There’s another side to the University’s response that may not have shown up much yet in the numbers but will have a big human cost. Campus workers have had little chance to avoid exposure to these large numbers of infected students. These workers are typically much more vulnerable to severe consequences (for example, due to age) than are the students. They receive no hazard pay. The next few weeks will indicate whether this will be a major new source of spread into the community. Right now, campus workers need to get better protection and pay.
What could be changed soon or done better the next time? (There will be a next time.) There are some technical fixes that might help some, including easy daily home lower-sensitivity antibody tests to quickly identify contagious cases. Faster PCR test results could also be gotten by batch testing. On policy, the University did not have to bait by advertising a very soft policy, saying they wouldn’t be checking bars, and then switch to crackdowns when that inevitably didn’t work.
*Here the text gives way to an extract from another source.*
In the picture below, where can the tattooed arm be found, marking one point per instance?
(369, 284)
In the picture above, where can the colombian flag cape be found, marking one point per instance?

Campus workers and students need to be in on the modeling and planning from the start, both because they directly suffer the consequences of a bad plan and because they actually know something about how things work around here. Unions rather than administrators should pick the workers’ representatives to avoid an echo chamber.
The big changes needed are at the national and international level. The Trump administration, with its depraved indifference to human life, must be replaced, at least by some ordinary government, like say those of Canada or Germany. Otherwise, most people will have no tests when they need them and will be drowned in lies about what protective measures and treatments work. Even the relatively benign players have not been consistently honest with people in this, such as with the Centers for Disease Control’s initial claims that masks were worthless.
Locally, UIUC’s response has not turned out to be a great example. It has the usual problems of top-down command in a very unequal society; but the idea of trying to decide what to do based on a real estimate of the consequences shouldn’t be abandoned. As for our local health department, the bottom line is that our county’s death rate is roughly one fifth of the national rate, so they’ve done a creditable job. But the job isn’t over.
Michael B. Weissman is a retired physics professor who has intermittently been active in politics. He did time for Vietnam draft resistance and initiated the scientific boycott of President Reagan’s Star Wars program.